2. The graph fake_news_type.jpg gives us the elaborate graphical description of the various types of news articles that we have in the data set. It contains text and metadata scraped from 244 websites tagged as “bullshit” by the BS Detector Chrome Extension by Daniel Sieradski.The different types in which the news articles have been grouped are: fake, conspiracy, satire, junksci, hate, state and bs. Out of these, 11,492 articles which are 88.4% of the total news articles were BS articles. BS articles are those ones which do not fall under any other category of news , and are by default assigned to be BS type. This is the reason why we have omitted the section containing the bs type data from the bar plot in order to provide a clearer visual representation and comparision of data.

3. This graph shows the number of fake news articles written by number of articles. Moreover, the authors chosen for this analysis are those who have written more than 50 such articles. However, there were numerous articles which were published as “Unknown” so we had to neglect those articles in this analysis. Admin is someone anonymous but majority of such articles are written by him. Stevew is the person who has written the least number of fake articles amongst the authors chosen for this analysis.

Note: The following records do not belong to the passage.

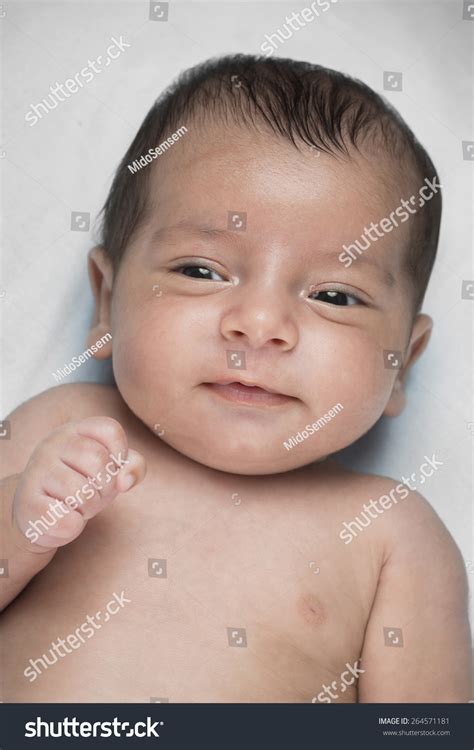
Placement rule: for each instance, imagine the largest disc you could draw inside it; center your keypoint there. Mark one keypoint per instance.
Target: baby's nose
(258, 324)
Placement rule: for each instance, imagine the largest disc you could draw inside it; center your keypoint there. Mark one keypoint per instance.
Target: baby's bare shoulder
(32, 421)
(398, 516)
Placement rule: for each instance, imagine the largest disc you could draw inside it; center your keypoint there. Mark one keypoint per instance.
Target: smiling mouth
(250, 395)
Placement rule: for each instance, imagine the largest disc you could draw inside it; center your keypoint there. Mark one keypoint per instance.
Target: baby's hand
(71, 476)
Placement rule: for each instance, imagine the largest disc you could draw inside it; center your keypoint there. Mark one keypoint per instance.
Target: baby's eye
(198, 272)
(335, 297)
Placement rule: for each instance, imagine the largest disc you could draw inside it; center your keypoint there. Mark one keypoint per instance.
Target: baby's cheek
(360, 382)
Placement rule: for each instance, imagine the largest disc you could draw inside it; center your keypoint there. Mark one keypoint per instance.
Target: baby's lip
(248, 393)
(249, 384)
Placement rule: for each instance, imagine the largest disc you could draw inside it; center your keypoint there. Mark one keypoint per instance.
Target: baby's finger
(107, 431)
(133, 473)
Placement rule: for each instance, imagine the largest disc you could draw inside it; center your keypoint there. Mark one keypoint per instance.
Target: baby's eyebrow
(207, 230)
(387, 276)
(189, 227)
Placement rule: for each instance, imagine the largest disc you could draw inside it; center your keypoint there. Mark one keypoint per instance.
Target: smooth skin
(263, 291)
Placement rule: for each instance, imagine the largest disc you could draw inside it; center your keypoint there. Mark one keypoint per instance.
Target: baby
(187, 535)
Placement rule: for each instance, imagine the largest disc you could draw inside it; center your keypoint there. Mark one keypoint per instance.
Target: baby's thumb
(133, 473)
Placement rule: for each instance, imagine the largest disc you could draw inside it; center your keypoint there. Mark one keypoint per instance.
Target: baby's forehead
(241, 169)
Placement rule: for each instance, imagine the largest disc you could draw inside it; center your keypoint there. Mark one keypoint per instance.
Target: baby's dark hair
(301, 102)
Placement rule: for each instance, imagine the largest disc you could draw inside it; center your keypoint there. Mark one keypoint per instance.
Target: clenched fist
(71, 476)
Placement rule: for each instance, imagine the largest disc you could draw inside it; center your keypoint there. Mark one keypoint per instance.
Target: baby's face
(203, 300)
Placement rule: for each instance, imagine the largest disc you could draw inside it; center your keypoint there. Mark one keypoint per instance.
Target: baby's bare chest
(188, 597)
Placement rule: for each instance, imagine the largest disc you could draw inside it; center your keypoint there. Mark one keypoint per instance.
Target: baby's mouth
(248, 394)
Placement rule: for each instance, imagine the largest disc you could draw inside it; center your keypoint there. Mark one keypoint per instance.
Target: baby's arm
(422, 591)
(73, 461)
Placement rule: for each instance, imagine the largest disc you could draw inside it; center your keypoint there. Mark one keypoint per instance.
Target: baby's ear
(419, 338)
(101, 279)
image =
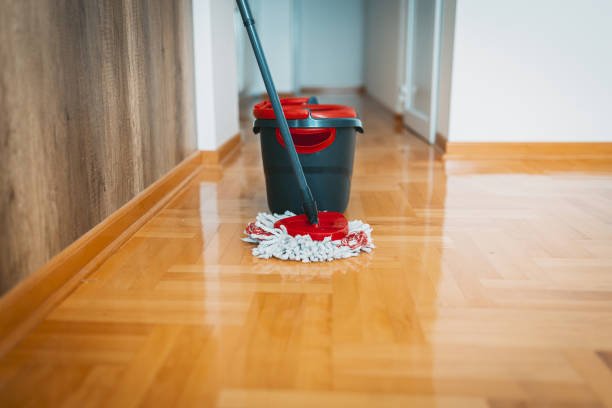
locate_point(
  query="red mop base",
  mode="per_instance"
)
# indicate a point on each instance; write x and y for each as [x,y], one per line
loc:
[331,224]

4. The graph news_lang.jpg gives us the elaborate graphical description of the various languages in which the news articles were published in the form of a pie chart. We chose a pie chart, since it clearly gives us the different sections/portions out of the total that each language represents using color coding. As we can see in the dataframe, there are 12,403 out of a total of 12,999 occurances of english which is approximately 95% of the total languages of the article. This is the reason why in our pie chart we have omitted the section which represents english to provide a clearer visual representation and comparision of data.